Muslims and slavery in America go back to the original West African slaves that were brought to America.
The ancestors of these freed African Americans originated from a wide variety of diverse backgrounds and cultures throughout West Africa. In many cases, they were united by forceful bondage. Up to a third of these West Africans were Muslims from many different people groups such as the Wolof and Fula peoples. Islam came to West Africa at the end of the seventh century and became an important identity of many West African peoples and cultures for both Muslim and traditional religion practitioners.
Upon arrival to America, African Muslim slaves faced varying levels of religious tolerance. Some slave owners allowed them to congregate while others strictly forbade it. Over time, however, due to the practice of separating slave families and the inadequate amount of Islamic teachers, Islam gradually disappeared among the African Muslim slaves and was left only in some traditions and folklore.
Currently, a quarter of Muslims in America are African Americans. Since the 1920s, there has been a revival in African American interest in Islam through various movements such as the Ahmadiyya movement. Muslim names are very prevalent among non-Muslim African Americans, illustrating a growing interest in their Muslim ancestors who were enslaved.
African American Muslims have played a crucial and highly visible role in both the Civil Rights movement of the '60s and the Black empowerment movement. Leaders like Malcolm X, an African American Muslim, turned to Islam as a source for understanding the racial divide in America and how to bring upon its end.
The Prophet of Islam states, “Neither is the white superior over the black, nor is the black superior over the white — except by piety.” This quote of the Prophet of Islam is exactly what the Civil Rights movement in America was fighting for. Ever since its inception, Islam has always consisted of a diverse group of followers: Arabs, Africans, Persians, Greeks and other peoples. We, Muslims, believe that this shows Islam’s support for racial integration.
After the final abolition of slavery in 1865, the 20th century was characterized by the breakdown of much racial prejudice and a change in attitude towards race. Yet, it was also a time of change in which not all boundaries had been broken down. African Americans who had been stripped of their individuality still fought to restore equal rights between them and the white.

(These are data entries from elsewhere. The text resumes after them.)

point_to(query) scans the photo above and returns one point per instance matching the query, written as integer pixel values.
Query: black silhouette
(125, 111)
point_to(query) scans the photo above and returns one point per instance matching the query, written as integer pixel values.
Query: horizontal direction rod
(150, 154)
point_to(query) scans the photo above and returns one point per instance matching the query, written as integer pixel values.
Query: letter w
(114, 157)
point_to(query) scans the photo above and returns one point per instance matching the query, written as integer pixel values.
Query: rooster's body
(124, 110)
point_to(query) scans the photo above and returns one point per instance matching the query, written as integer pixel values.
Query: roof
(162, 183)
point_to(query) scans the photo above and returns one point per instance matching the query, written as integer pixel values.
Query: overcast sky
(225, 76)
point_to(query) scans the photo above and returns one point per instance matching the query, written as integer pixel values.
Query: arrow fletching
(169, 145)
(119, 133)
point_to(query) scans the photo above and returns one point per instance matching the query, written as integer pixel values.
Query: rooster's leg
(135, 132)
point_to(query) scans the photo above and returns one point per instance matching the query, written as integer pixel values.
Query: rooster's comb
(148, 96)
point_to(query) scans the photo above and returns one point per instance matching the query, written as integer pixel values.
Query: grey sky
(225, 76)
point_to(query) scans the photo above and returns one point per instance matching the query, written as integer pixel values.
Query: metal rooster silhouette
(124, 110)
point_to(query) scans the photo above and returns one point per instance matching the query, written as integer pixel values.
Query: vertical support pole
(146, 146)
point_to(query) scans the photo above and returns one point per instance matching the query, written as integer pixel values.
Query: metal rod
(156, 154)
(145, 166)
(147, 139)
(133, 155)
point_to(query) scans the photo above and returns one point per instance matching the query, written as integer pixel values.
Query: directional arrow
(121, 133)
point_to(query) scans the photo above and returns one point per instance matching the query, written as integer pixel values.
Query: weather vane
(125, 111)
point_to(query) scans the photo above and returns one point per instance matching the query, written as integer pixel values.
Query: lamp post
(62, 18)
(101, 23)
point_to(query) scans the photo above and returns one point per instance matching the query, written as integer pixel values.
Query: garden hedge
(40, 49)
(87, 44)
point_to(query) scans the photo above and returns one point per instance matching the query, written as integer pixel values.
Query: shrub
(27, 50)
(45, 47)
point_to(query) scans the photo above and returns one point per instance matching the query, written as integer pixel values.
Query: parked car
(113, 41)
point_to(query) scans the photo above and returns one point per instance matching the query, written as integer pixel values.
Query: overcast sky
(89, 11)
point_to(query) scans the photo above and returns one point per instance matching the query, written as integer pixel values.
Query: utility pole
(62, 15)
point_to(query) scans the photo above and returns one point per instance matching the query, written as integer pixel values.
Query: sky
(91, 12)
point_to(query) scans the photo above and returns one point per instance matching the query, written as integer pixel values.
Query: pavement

The Qur’an highlights the importance of understanding each other’s cultures and traditions instead of thinking of others, who are different from us, as foreign or even inferior. It mentions, “We have made you into peoples and tribes so that you may know one another.” (Qur’an 49:13) By doing so, society, in general, is able to take great strides forward with the diversity of ideas, different perspectives and the fostering of cultural insight that comes with acceptance and compassion for others.
America’s journey to becoming a melting pot of different cultures, races and languages has been a long and precarious one. Juneteenth is an essential and necessary step in the process of America becoming what it is today.